Portrait of a Girl in a Graveyard
“All the answers to your questions can be found in the graveyard. You only have to know how to look for them.”
“Pardon?”
“You have questions going around and around your head all the time, don’t you?”
“I suppose so; I suppose everyone has.”
“Everyone has questions like yours?”
You shrug looking puzzled but I see you are interested in what the old man has to say. You’ve walked all the way from the pit village where you’ve lived all your life to Hampole. Hampole is just a few houses, mainly old agricultural cottages clustered around the dead end of a road.
Your clothes say lot about you. You’re a nineteen year old girl, all in black. Your bedroom at your parents’house is painted black, too, with posters on the wall of Kurt Cobain, Jim Morrison, Dylan Thomas, Vincent Van Gogh self-portraits: troubled artists, died young. The music you listen to is dark, doomy, the lyrics melancholy. Something happened in your teens to change you into the person you are today. You take long walks alone, your expression sad. Yet you don’t know why. Your eyes are permanently cast down to the grass verge that’s sprinkled white with daises and dandelion clocks which you clip with your black ankle boots. Only you don’t see them. Those questions absorb you. You look like someone who’s been told they must solve a riddle in a day or the whole world will end.
Your destination is always the metal plaque bolted to a cairn of limestone blocks at the very end of Hampole Lane. On the plaque, the words:
Nearby is the site of
HAMPOLE PRIORY
burial place of
RICHARD ROLLE—C. 1295 AD — 13
49 AD
Mystic, Evangelist, Spiritual Guide and Author of many
religious writings, including The Fire Of Love.
HIS BURIAL PLACE LIES WITHIN
THE PRIORY GROUNDS
You read that plaque over and over; then you look up at the trees that overgrow the priory site in that sad and dreamy faraway way that makes your old schoolfriends nudge each other and giggle, “Look, it’s Carol Honeybone. Can you believe how weird she is?” “You know, she’s never had a boyfriend?” “Have you seen that black dress she’s wearing? She looks like something from the bloody Addams Family!” “I wouldn’t be seen dead with my hair dyed jet black like that. What do you think she’s on?”

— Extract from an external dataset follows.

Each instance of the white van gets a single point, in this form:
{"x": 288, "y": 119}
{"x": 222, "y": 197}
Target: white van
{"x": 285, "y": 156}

No drugs. You evolved from shy schoolgirl into what you are now. But what are you now? What makes you dress and look and feel like you do?
You’re startled when the old man spoke to you. You’d not even noticed him cutting the long grass round the priory copse with a scythe. What he said at first alarmed and then fascinated you. Like you’d found an ancient coin in a molehill, you turn the sentence over in your mind, examining it with obsessive attention.
You watch the old man smoothly scything the grass and stinging nettles, slicing juicy green stalks right down to earth level. He talks and, although you don’t always understand the words, you understand the meaning. The scythe uncovers a thrush, little more than a chick, its yellow speckled feathers shining brand new in the sunlight. It sits in the nettles, black bead eyes staring in a frightened way as if expecting an attack but not knowing what to do. The old man gently picks it from the nettles and puts it out of harm’s way on the grass bank.
For a moment, he pauses, leaning on the long handle of the scythe that’s worn to a high gloss from years of use. You wonder who he is. He’s tall, gentlemanly and reminds you of a teacher or a clergyman. His short white hair covers his head in fluffy waves. His blue eyes are kindly. The fingers that hold the scythe unusually long and graceful.
He’s talking now as you watch the bird he’s rescued. As it flies away he asks you a question.
You say, “Yes.”
He rests the scythe across his shoulder, the curving blade slicked green with the sap of plants. Then he walks into the copse of trees.